Yoongi kaşlarını çatarak bakarken elindeki dosyayı kenara koydu. Hemen gidip boynuna sarıldım. Onu bir an bile kaybetmek istemiyordum. "Ben özür dilerim."
-Noldu bebeğim?" Yutkunarak her şeyi başından anlatmaya başladım. İlk başta gördüğüm yüz ifadesi hiç hoşuma gitmedi, ki Taehyung'un ikide bir küfretmesiyle işlerin ne kadar ciddi olduğunu anlamam uzun sürmedi.
İş işten geçmişti, olacak olan da olacaktı elbet; tek sorumlu ben olmayayım diye dua ettim.
-Sen nasıl söylemezsin lan?!" Taehyung üstüme doğru yürürken bir adım geri çekildim. O sırada Yoongi önüme geçmişti. "Ben halledeceğim, sen geri kalanlarla beraber buradan çık."
-Yoongi, bu iş böyle olmayacak." Taehyung saçlarını çekti, bir öncekinden çok daha delirmiş görünüyordu. "Hwang şerefsizi buraya kadar girdiyse her yere girer, bunu biliyorsun. Bu işi hemen halletmemiz gerek, bunu da biliyorsun."
-Halledeceğim dedim Tae." Dedi Yoongi. Son derece sakindi, sanki başına bunların geleceğini tahmin edebiliyordu. Bu kadar güçlü ve emin durmasına bir kez daha hayran kaldım.
Taehyung odadan çıkar çıkmaz ayaklarım gücünü kaybetmişçesine beni yere bıraktı. Yoongi yetişememişti ama kolumu tutmuştu. ''İyi misin?''
-Ben...'' ne diyeceğimi bilemeden söze başlamak kadar saçma bir olay yoktu bana göre. Ama şu an o durumun içinde olan kişi bendim. ''Ben sadece başınıza bela oluyorum. Neden bu kadar aptalım ki?'' Gözlerim yaşlarıyla bana eşlik ederken, Yoongi'nin nasıl hala benimle ilgilendiğini anlamaya çalışıyordum.

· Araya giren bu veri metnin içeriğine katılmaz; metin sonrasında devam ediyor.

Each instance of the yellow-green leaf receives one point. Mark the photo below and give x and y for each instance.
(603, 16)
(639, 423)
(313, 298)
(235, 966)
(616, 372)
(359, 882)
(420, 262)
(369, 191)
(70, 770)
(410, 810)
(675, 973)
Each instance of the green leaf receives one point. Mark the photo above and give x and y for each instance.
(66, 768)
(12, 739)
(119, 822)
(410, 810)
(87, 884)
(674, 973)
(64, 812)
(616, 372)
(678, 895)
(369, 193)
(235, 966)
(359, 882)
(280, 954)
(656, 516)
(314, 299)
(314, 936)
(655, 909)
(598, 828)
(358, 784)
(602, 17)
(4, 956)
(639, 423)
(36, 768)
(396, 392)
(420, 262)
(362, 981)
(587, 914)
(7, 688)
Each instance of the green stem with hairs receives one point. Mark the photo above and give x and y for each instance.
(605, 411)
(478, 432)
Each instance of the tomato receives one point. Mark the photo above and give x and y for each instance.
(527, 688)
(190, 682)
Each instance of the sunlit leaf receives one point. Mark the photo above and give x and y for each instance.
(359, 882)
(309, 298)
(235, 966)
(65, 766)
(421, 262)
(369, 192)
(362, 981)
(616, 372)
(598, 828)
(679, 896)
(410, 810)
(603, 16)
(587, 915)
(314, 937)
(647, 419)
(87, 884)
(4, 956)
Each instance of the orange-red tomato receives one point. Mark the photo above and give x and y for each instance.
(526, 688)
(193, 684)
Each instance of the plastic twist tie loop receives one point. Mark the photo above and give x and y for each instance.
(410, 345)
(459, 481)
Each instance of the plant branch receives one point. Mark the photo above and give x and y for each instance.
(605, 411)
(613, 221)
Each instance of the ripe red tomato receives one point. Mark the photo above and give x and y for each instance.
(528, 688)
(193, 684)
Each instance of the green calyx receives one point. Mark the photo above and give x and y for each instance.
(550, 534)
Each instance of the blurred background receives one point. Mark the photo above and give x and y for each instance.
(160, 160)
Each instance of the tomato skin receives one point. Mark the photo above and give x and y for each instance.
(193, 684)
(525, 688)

Başka bir insan, benim yerimde olsa ve benim yaptıklarımı yapsa, onu oracıkta bir kaşık suda boğmak isterdim. Ama hayat bu ya, bazen istemediklerin, istediklerine dönüşebiliyor; yapılmasından hoşlanmadığın şeyler senin favori hareketin olabiliyordu. Kadere bağlamak ne kadar mantıklıydı bilinmez, illa ortada bir düğüm vardı; bu düğümü kimse kolay kolay açamazdı da...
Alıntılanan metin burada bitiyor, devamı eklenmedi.